Since neurologists with expertise in diagnosing and treating stroke are a scarce resource, patients are sometimes treated by a remote neurologist who interviews and examines the patient via a video connection. However, the video connection puts a barrier between the neurologist and the patient, making it easier to miss, for example, subtle degrees of facial asymmetry. The progression of asymmetry during a consultation (or longer duration) is a key indicator of stroke severity. However, such progression may be hard to detect by a neurologist, even when meeting with the patient in person, much less over a video connection.

A system for automated health condition scoring may include at least one communication interface to receive an audio stream and a video stream from an endpoint in proximity to a patient. The system may further include at least two different artificial intelligence (“AI”) detectors to respectively process one or both of the audio stream and the video stream using machine learning to automatically determine at least two respective likelihoods of the patient having a health condition.

In one embodiment, the system further includes an AI scorer to combine the at least two respective likelihoods of the health condition using machine learning to automatically determine a health condition score representing an overall likelihood of the patient having the health condition. In some embodiments, the AI scorer may assign a separate weight to each of the at least two respective likelihoods of the health condition in determining the health condition score. After the health condition score is determined, a display interface may then display an indication of the health condition score to a physician.

The system may also include a speech-to-text unit to convert the audio stream into text that is combined by the AI scorer with the at least two respective likelihoods of the health condition using machine learning to automatically determine the overall likelihood of the patient having the health condition.

The AI scorer may be further configured to receive diagnostic data from a medical monitoring device in proximity to the patient. In such an embodiment, the AI scorer is configured to combine the diagnostic data with the at least two respective likelihoods of the health condition using machine learning to automatically determine the overall likelihood of the patient having the health condition.

In one embodiment, the health condition is a stroke, and the at least two different AI detectors are selected from a group consisting of a facial droop detector, an ataxia detector, and slurred speech detector. In some embodiments, the at least two different AI detectors comprise three AI detectors including a facial droop detector, a limb weakness detector, and a slurred speech detector.

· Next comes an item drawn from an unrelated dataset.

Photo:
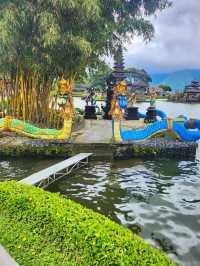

The asymmetry detector may process the video stream to automatically determine a first stroke likelihood based on a measurement of facial droop. Concurrently or contemporaneously with the asymmetry detector, the ataxia detector may process the video stream to automatically determine a second stroke likelihood based on a measurement of limb weakness. Concurrently or contemporaneously with the asymmetry detector and/or the ataxia detector, the dysarthria detector may process the audio stream to automatically determine a third stroke likelihood based on a measurement of slurred speech.

After the first, second, and third stroke likelihoods are determined, a stroke scorer may automatically determine a stroke score for the patient based on a combination of the first, second, and third stroke likelihoods. The display interface may then display an indication of the stroke score to a physician.

The stroke scorer may assign a separate weight to each of the first, second, and third stroke likelihoods in calculating the stroke score, which may be performed, for example, by a machine learning system, such as a deep learning neural network. In one embodiment, a feedback process may provide for updating the machine learning system based on physician feedback.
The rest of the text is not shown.